'Oh, he'd turn it over for a lot more, or maybe if he was smart, just rent it.'
'But then where would we live?'
'You wouldn't,' Burroughs replied. 'How much you want to bet they give you a first-class ticket stateside at the settlement. Think about it,' the engineer suggested.
'Well, that's interesting,' Robby Jackson thought. 'Anything else happening?'
'The 'cans we saw before are gone now. Things are settling back down to-hell, they are normal now except for all the soldiers around.'
'Any trouble?'
'No, sir, nothing. Same food ships coming in, same tankers, same everything. Air traffic has slowed down a lot. The soldiers are sort of dug in, but they're being careful how they do it. Not much visible anymore. There's still a lot of bush country on the island. I guess they're all hid in there. I ain't been goin' lookin', y'know?' Jackson heard him say.

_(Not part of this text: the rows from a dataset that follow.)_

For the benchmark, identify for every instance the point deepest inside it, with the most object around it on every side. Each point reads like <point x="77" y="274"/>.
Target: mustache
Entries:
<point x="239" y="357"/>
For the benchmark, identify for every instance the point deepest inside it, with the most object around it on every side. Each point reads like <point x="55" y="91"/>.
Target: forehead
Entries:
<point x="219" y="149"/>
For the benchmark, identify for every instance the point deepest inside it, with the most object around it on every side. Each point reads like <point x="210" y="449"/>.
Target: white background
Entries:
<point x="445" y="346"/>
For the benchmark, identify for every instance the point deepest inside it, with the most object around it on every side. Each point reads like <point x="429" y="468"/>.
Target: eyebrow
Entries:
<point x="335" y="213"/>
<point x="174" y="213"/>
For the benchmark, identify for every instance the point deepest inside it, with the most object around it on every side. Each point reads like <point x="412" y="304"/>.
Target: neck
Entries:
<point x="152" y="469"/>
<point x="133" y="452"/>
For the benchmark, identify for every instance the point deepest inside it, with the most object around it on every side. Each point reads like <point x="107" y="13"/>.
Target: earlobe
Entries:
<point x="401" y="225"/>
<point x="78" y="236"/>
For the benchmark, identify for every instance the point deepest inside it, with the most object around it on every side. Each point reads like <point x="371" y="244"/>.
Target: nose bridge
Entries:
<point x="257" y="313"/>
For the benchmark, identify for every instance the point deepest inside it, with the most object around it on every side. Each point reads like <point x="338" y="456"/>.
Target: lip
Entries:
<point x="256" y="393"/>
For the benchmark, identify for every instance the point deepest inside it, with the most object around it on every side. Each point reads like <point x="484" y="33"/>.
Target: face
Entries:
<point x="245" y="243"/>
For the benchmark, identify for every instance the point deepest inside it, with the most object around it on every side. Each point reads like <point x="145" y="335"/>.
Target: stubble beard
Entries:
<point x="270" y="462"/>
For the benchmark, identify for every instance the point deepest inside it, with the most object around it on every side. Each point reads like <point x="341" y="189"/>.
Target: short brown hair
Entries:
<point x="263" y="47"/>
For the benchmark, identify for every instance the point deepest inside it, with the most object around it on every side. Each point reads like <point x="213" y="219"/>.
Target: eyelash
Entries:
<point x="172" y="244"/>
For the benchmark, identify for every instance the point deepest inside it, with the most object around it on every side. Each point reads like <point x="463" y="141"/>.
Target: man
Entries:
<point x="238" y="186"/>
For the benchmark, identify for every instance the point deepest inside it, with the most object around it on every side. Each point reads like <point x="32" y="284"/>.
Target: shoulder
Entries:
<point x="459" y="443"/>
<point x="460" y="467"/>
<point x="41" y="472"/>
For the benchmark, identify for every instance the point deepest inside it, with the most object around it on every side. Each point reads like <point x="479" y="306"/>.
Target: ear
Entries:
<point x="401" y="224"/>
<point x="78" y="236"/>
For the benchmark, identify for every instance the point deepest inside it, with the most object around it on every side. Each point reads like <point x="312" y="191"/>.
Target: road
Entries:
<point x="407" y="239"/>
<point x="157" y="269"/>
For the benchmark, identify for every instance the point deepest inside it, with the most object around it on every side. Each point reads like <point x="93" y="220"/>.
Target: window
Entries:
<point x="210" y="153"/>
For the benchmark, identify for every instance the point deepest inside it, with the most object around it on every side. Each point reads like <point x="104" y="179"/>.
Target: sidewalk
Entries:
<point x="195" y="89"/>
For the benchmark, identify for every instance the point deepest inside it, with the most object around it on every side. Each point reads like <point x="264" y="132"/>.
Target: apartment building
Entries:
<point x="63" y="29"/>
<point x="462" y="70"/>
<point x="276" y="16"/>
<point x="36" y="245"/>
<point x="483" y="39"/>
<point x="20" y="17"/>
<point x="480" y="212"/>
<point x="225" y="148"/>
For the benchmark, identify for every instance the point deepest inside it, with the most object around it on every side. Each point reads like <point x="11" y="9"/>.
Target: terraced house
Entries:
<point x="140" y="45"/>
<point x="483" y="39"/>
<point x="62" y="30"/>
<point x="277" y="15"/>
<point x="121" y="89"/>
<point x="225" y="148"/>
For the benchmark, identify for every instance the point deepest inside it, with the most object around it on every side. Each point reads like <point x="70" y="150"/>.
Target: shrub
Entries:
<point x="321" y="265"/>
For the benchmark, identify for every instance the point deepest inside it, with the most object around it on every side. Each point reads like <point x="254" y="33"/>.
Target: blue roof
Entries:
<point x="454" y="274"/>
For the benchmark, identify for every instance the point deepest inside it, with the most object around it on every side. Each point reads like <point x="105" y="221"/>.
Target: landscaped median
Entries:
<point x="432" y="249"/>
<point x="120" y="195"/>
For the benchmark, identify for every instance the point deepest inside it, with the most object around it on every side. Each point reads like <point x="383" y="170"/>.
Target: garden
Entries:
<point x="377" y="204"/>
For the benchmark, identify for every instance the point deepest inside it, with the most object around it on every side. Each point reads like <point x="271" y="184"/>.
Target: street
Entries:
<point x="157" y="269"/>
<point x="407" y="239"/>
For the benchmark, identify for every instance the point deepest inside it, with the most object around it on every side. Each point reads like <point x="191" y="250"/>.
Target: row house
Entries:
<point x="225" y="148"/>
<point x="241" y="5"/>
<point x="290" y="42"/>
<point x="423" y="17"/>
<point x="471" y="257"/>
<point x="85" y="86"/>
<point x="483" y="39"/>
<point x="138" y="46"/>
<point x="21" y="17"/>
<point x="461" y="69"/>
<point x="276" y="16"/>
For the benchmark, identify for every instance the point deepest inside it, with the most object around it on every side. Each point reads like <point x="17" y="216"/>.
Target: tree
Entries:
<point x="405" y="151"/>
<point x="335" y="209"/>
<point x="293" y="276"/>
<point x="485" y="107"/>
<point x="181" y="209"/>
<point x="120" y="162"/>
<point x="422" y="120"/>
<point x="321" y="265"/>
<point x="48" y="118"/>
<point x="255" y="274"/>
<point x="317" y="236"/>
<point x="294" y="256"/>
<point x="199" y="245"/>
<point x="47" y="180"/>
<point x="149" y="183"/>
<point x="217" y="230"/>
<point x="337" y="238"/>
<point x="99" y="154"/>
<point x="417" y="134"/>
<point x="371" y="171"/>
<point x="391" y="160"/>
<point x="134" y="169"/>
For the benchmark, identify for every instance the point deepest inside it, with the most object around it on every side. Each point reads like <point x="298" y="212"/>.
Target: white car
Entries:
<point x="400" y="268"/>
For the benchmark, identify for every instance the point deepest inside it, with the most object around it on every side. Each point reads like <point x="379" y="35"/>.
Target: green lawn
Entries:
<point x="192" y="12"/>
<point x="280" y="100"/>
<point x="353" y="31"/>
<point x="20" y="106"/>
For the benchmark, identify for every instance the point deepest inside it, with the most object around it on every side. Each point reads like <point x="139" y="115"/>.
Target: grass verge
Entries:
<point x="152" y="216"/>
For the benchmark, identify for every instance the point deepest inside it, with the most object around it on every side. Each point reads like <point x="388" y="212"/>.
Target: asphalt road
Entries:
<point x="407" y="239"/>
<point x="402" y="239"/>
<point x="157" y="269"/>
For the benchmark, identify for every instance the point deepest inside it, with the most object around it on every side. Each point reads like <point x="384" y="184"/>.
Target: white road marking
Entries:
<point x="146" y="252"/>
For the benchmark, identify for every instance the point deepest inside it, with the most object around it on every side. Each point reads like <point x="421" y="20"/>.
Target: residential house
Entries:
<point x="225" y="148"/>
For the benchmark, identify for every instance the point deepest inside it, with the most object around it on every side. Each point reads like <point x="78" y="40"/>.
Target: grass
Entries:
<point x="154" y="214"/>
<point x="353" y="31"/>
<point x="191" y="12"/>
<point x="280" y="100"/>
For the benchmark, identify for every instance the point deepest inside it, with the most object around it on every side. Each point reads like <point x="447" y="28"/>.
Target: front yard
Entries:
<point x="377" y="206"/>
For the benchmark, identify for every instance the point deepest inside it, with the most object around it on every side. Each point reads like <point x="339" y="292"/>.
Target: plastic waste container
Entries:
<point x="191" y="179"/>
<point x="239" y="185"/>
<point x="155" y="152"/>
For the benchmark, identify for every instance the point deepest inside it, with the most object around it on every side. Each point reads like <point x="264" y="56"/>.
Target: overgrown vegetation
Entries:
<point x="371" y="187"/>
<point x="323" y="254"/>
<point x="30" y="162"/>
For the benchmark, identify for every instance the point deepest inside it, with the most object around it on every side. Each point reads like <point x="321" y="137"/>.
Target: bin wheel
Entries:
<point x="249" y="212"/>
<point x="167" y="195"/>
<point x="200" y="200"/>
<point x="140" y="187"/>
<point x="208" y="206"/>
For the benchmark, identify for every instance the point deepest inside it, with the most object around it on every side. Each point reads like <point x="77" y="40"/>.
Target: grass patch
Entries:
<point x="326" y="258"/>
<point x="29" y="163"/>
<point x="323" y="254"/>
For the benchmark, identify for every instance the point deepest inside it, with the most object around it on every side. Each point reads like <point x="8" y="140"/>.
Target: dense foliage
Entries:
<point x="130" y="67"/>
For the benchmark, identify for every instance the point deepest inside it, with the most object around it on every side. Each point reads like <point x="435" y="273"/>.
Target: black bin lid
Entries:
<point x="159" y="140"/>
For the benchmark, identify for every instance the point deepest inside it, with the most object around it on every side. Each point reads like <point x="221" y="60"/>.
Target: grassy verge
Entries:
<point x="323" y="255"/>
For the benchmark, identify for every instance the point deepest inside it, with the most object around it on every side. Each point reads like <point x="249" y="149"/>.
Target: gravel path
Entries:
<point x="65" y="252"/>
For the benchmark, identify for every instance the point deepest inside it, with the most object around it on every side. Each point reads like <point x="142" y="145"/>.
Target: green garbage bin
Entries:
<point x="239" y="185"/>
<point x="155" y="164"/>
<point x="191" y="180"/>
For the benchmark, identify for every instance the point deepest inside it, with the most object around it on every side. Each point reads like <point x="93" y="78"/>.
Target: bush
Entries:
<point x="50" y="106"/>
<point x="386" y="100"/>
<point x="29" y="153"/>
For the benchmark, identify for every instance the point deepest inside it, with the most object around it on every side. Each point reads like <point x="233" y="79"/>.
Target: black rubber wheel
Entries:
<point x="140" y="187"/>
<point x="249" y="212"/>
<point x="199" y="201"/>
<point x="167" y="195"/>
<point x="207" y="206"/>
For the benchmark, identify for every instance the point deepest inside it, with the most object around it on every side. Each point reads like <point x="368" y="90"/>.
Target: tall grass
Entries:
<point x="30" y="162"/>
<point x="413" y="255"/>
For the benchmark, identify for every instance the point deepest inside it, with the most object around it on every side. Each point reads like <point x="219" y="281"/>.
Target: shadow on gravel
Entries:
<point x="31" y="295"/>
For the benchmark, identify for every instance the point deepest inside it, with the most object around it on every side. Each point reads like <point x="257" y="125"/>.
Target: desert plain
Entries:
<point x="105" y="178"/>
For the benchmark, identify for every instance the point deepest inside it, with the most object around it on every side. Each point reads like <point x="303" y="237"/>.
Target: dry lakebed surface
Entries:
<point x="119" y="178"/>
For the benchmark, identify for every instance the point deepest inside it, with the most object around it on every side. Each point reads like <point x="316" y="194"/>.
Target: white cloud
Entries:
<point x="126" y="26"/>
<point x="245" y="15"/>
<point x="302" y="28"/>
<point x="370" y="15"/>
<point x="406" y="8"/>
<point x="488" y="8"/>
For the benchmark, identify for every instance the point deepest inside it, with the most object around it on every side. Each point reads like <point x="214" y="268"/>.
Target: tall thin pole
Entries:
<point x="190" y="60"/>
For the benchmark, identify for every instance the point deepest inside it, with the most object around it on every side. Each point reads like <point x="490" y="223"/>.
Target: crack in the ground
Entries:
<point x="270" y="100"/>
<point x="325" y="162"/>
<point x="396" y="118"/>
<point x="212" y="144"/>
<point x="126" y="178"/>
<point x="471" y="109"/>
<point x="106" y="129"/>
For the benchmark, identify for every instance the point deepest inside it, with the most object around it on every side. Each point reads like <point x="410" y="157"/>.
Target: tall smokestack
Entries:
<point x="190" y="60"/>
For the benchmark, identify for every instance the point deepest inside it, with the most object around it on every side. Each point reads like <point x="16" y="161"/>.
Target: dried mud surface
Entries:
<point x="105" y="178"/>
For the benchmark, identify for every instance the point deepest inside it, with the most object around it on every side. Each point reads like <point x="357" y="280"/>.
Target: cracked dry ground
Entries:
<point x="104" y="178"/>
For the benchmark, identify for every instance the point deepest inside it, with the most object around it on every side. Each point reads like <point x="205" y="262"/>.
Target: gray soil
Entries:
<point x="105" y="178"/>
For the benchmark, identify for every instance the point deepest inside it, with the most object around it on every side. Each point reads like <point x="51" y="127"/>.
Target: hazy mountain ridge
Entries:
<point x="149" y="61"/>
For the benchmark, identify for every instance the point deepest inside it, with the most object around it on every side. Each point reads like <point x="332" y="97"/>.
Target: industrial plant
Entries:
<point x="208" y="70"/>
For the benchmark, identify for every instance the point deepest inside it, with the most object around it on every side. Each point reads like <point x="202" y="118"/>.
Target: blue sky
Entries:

'That's fine. Just stay cool, Master Chief. Good report. Let me get back to work.'
'Okay, Admiral.'
Jackson made his notes. He really should have turned this stuff over to somebody else, but Chief Oreza would want a familiar voice on the other end of the circuit, and everything was taped for the intelligence guys anyway.
But he had others things to do, too. The Air Force would be running another probe of Japanese air defenses tonight. The SSN patrol line would move west another hundred miles, and people would gather a lot of intelligence information, mainly from satellites.
'Ryan.'
'Robby. Jack, how free a hand do we have?'
'We can't kill many people. It's not 1945 anymore,' the National Security Advisor told him. 'And they have nuclear missiles.'
'Yeah, well, we're looking for those, so they tell me, and I know that's our first target if we can find them. What if we can't?'
'We have to,' Ryan replied.
'Nukes?' Jackson asked. It was his profession to think in such terms, Ryan knew, however horrid the word and its implications were.
'Rob, we don't want to do that unless there's no choice at all, but you are authorized to consider and plan for the possibility.'
'I just had a call from our friend on Saipan. It seems somebody wants to pay top dollar for his house.'
'We think they may try to stage elections—a referendum on sovereignty. If they can move people off the island, then, well, it makes them some points, doesn't it?'
'We don't want that to happen, do we?'
'No, we don't. I need a plan, Rob.'
'We'll get one for you,' the Deputy J-3 promised.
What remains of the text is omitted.